Apart from making her own films on various topics, she has also served on the media teams aboard Sea Shepherd Global ships. On her first campaign, while filming the TV show, Whale Wars, her team brought the world footage of the first slaughtered minke whale on the deck of the Nisshin Maru since the Japanese whaling fleet was found guilty of illegally whaling in the Southern Ocean in 2014. This footage was proof that the Japanese government was still whaling illegally in Antarctic protected waters and eventually reached over 1 billion people world wide.
Following that campaign, she crewed on another Sea Shepherd ship in the Sea of Cortez, trying to prevent the extinction of the Vaquita porpoise by tracking and retrieving illegal gill nets out of the protected waters.
During her masters program, she started focusing on human stories around gentrification, art, sustainability and biodiversity in cities. For her final film, she completed a documentary on a traditional fishing village in India fighting displacement from industry and an unfair law proposal.

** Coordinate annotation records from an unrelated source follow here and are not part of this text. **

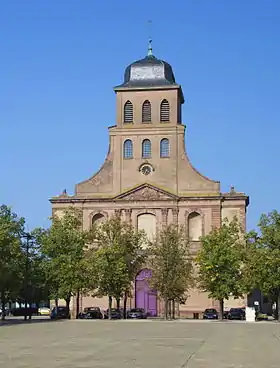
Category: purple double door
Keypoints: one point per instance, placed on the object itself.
(145, 297)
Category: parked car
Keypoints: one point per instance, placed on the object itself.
(210, 314)
(137, 313)
(91, 313)
(44, 311)
(236, 313)
(225, 315)
(115, 313)
(60, 313)
(30, 311)
(261, 316)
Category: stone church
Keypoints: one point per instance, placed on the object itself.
(148, 179)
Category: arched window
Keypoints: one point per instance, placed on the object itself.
(97, 219)
(194, 226)
(164, 111)
(146, 112)
(164, 148)
(146, 148)
(128, 149)
(128, 112)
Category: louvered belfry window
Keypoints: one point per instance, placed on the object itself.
(146, 148)
(164, 111)
(128, 112)
(146, 112)
(128, 149)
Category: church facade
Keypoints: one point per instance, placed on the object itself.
(148, 179)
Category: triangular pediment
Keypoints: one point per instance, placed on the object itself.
(146, 192)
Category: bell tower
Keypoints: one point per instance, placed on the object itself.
(149, 94)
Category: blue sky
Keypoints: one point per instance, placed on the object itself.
(60, 59)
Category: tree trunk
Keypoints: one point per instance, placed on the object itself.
(25, 309)
(124, 305)
(173, 309)
(77, 303)
(67, 300)
(169, 309)
(118, 302)
(110, 307)
(278, 306)
(221, 314)
(3, 304)
(166, 309)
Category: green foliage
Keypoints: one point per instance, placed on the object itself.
(11, 228)
(265, 263)
(171, 263)
(115, 257)
(63, 246)
(221, 260)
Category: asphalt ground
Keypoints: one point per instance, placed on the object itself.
(139, 344)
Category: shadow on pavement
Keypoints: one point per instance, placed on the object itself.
(17, 321)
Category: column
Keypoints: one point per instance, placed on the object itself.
(164, 216)
(128, 212)
(118, 212)
(175, 213)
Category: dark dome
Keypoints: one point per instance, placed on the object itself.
(149, 71)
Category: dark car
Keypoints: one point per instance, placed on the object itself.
(137, 313)
(115, 313)
(60, 313)
(236, 313)
(210, 314)
(29, 311)
(91, 313)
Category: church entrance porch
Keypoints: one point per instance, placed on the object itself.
(145, 297)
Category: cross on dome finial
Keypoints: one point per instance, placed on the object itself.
(150, 49)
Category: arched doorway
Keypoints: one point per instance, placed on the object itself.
(145, 297)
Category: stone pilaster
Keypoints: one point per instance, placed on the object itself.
(242, 214)
(175, 213)
(118, 212)
(216, 217)
(164, 216)
(128, 212)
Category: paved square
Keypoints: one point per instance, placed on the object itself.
(140, 344)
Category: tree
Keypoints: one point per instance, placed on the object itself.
(115, 258)
(220, 262)
(34, 287)
(11, 257)
(171, 265)
(267, 257)
(64, 245)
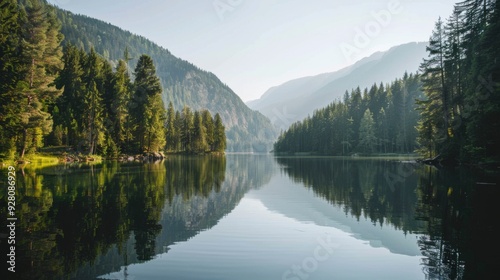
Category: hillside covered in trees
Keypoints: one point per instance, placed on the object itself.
(183, 83)
(51, 96)
(376, 120)
(450, 109)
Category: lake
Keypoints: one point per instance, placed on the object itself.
(253, 217)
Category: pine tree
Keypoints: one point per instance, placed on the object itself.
(208, 124)
(10, 76)
(186, 130)
(147, 110)
(433, 79)
(42, 60)
(199, 142)
(219, 134)
(171, 130)
(70, 115)
(119, 111)
(367, 138)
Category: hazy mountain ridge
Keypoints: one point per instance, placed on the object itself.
(183, 83)
(294, 100)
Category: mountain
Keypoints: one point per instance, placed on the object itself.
(183, 83)
(295, 99)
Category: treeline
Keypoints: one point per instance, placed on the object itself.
(461, 110)
(381, 119)
(101, 110)
(74, 98)
(183, 83)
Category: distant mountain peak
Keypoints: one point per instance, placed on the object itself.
(297, 98)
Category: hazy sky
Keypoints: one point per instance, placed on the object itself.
(252, 45)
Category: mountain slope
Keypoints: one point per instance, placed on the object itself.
(294, 100)
(183, 83)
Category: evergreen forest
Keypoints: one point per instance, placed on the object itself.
(448, 110)
(53, 94)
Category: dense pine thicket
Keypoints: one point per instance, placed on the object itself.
(376, 120)
(183, 83)
(458, 114)
(461, 80)
(76, 98)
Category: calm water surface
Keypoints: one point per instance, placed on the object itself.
(253, 217)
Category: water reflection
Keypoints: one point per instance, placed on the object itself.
(88, 221)
(448, 210)
(82, 221)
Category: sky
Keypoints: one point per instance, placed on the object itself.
(253, 45)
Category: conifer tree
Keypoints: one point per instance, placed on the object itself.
(41, 59)
(219, 134)
(147, 109)
(367, 137)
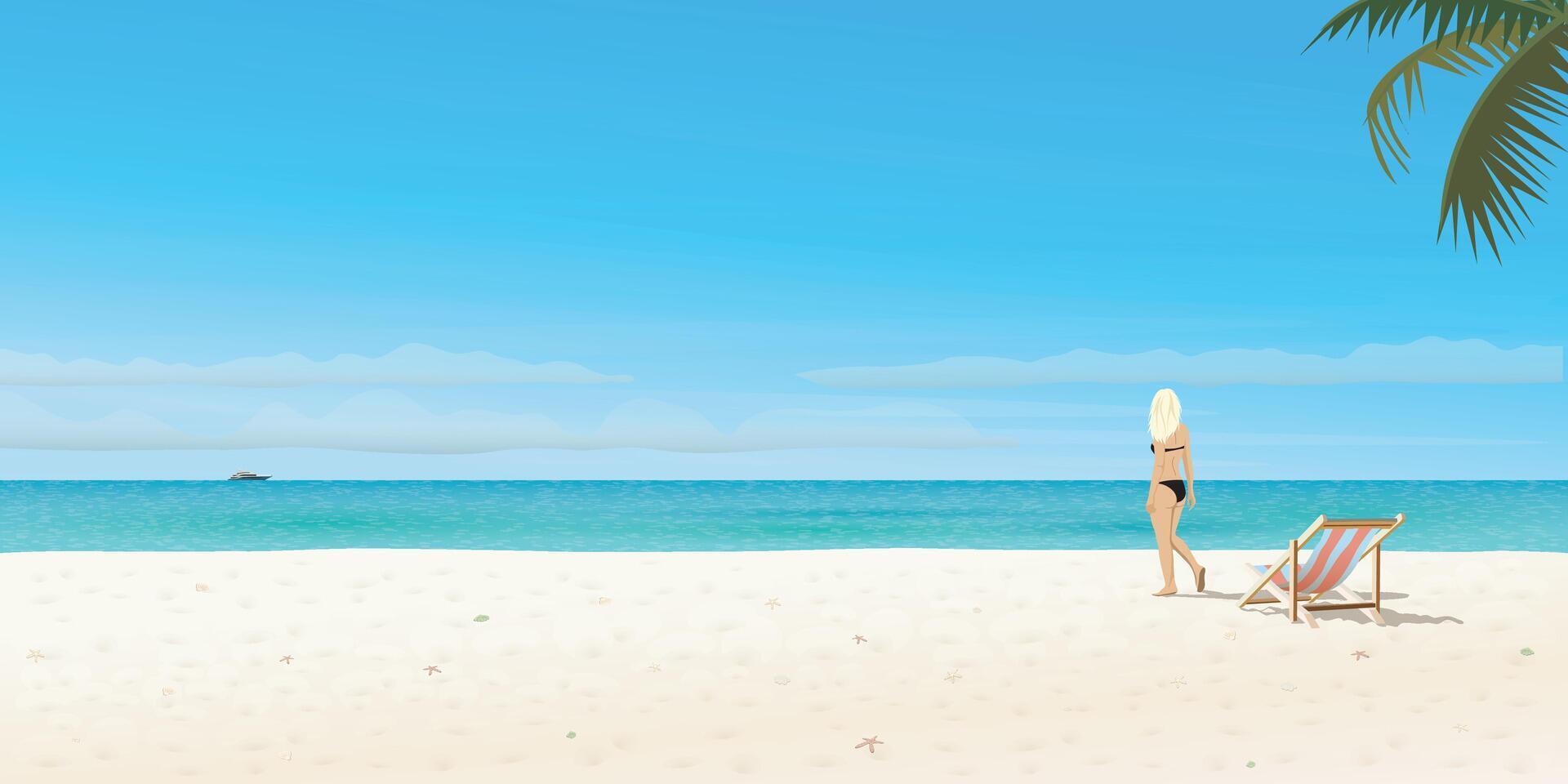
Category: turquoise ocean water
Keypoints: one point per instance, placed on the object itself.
(751, 514)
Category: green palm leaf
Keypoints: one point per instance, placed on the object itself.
(1452, 54)
(1499, 153)
(1468, 18)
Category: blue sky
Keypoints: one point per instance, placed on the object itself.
(714, 198)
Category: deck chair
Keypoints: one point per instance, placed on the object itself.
(1302, 586)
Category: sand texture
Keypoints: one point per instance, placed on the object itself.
(371, 666)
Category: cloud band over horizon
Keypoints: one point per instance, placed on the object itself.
(1426, 361)
(391, 422)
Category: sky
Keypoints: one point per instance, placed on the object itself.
(744, 240)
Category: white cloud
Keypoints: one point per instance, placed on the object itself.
(391, 422)
(1426, 361)
(412, 364)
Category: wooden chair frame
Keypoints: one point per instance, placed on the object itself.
(1293, 560)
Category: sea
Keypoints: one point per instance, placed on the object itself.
(666, 516)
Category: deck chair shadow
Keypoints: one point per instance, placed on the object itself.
(1303, 586)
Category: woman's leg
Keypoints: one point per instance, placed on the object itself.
(1181, 546)
(1162, 537)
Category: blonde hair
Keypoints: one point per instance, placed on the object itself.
(1164, 416)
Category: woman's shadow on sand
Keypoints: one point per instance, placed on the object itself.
(1390, 617)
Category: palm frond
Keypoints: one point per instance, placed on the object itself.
(1499, 151)
(1452, 54)
(1471, 20)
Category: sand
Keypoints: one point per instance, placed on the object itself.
(673, 666)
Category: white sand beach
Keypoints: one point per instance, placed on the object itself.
(311, 666)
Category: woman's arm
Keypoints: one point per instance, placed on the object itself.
(1155, 477)
(1192, 479)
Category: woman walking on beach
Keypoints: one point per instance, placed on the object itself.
(1169, 494)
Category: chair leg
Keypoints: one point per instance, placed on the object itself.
(1370, 612)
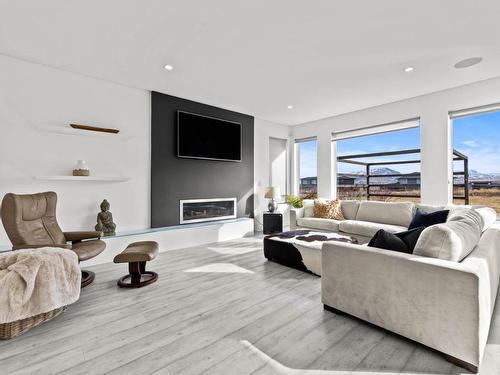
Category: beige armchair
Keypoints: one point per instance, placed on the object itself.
(30, 222)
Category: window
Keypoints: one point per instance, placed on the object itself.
(306, 152)
(379, 163)
(476, 159)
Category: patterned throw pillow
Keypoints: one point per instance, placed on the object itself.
(329, 209)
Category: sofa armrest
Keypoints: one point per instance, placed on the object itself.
(28, 246)
(295, 213)
(435, 302)
(82, 235)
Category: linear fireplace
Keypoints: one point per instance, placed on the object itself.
(197, 210)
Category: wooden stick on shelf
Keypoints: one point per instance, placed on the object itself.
(94, 128)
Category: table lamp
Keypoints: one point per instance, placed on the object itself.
(272, 193)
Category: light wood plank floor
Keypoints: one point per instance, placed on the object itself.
(218, 309)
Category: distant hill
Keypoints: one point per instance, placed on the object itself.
(384, 171)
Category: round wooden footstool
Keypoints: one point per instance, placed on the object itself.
(136, 255)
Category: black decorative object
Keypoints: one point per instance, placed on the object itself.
(273, 223)
(174, 178)
(403, 242)
(423, 219)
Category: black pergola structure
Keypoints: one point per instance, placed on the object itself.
(354, 159)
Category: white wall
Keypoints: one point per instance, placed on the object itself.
(278, 163)
(435, 134)
(31, 95)
(263, 131)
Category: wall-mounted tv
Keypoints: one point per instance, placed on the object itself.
(203, 137)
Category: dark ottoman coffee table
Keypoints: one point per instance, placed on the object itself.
(300, 249)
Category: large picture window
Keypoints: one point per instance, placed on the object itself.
(379, 163)
(307, 168)
(476, 136)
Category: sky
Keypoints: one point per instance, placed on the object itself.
(477, 136)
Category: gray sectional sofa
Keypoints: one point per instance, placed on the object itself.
(442, 295)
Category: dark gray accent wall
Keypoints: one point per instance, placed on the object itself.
(174, 178)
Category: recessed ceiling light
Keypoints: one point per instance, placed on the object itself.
(468, 62)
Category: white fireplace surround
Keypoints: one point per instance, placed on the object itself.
(227, 215)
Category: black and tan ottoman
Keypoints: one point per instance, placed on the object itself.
(136, 255)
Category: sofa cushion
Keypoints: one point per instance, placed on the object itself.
(488, 215)
(428, 208)
(453, 240)
(396, 213)
(319, 223)
(328, 209)
(349, 209)
(367, 228)
(403, 242)
(423, 219)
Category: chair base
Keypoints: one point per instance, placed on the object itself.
(136, 280)
(87, 278)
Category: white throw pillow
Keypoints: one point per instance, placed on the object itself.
(488, 215)
(349, 208)
(453, 240)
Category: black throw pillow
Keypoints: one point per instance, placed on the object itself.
(403, 242)
(422, 219)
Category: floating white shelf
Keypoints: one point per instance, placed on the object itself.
(84, 178)
(68, 130)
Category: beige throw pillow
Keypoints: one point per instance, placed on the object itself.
(329, 209)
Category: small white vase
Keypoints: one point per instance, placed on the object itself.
(81, 168)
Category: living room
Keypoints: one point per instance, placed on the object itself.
(249, 187)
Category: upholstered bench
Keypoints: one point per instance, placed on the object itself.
(136, 255)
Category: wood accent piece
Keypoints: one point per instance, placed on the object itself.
(87, 278)
(136, 271)
(94, 128)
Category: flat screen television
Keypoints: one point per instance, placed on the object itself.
(202, 137)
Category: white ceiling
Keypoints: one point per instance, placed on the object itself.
(324, 57)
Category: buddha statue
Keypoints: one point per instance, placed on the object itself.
(105, 220)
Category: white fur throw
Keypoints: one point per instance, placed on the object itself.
(37, 281)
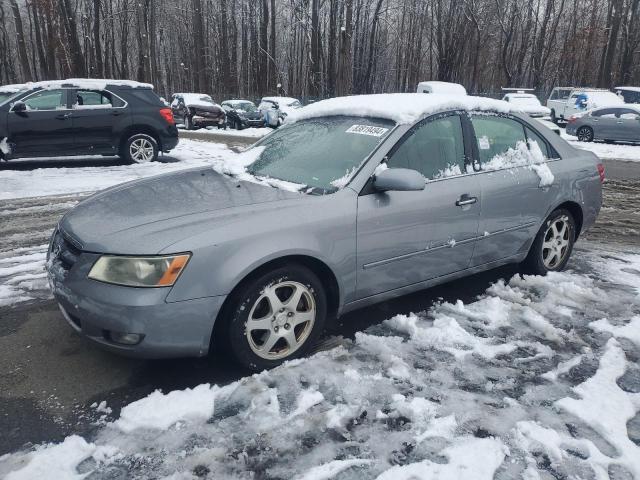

You'll most likely find Kaelyn outdoors- diving, hiking, skiing, sailing and exploring the natural world around her.
Director Statement
I got into storytelling to give a voice and a platform to causes and movements that spoke to me. This mostly involved me creating films for environmental and conservation based movements, I had never before been exposed to the human aspects of these stories. That is until I met Siddharth. Having both previously worked at the same environmental NGO, we had an understanding and a common love for the oceans- but where previously we were working under the banner of animal rights and conservation, the work Sid was doing in India was completely different. Being the curious person I was, I had to find out more about it.
What I uncovered in India, was more than I could have ever imagined. The stories, the people, the situation were beyond what I had expected and became more and more complex, the more time I spent there. At first I had the notion that I was going to make a film about the evils of shrimp farming on a traditional community. It wasn’t until a week before I was set to leave for India that I learned about CRZ 2018, a piece of draft legislation that would change the course of India’s entire coastline. CRZ 2018 had just been release publicly and was open for comment during my production schedule, it relaxed environmental regulations on the coastlines and was in favor of industrial development. For the millions of traditional fishworkers that make their living from small scale fishing and other modest means, this law means the end of the line for them. Their way of life will effectively be over and they will have to convert their peaceful and sustainable livelihoods for more industrial practices like shrimp farming or working as migrant labor.
Coming from a western country where long ago the waves of industrialization had already replaced most traditional livelihoods, I had no real concept of how important traditional life was. Interacting with people who still catch or grow everything they eat, who know exactly how to live sustainably with their environment, and who now live on the razor edge of survival and extinction was one of the most humbling experiences of my life. As an outsider with a camera, my goal was to tell their story, to educate the public on their struggles, and open the public’s eyes to the human and environmental cost of industrialization.
I want people to think about where their cheap seafood comes from. I want people know be reminded of how traditionally people lived in harmony and not at odds with their environment. I want people to see how industrialization is not always the answer and for some it costs more than others.
BY THE WATER is both the hardest and best thing I have ever had the privilege to make. Its stories like these that inspired me to get into filmmaking and its stories like these I hope to continue to tell for the rest of my career.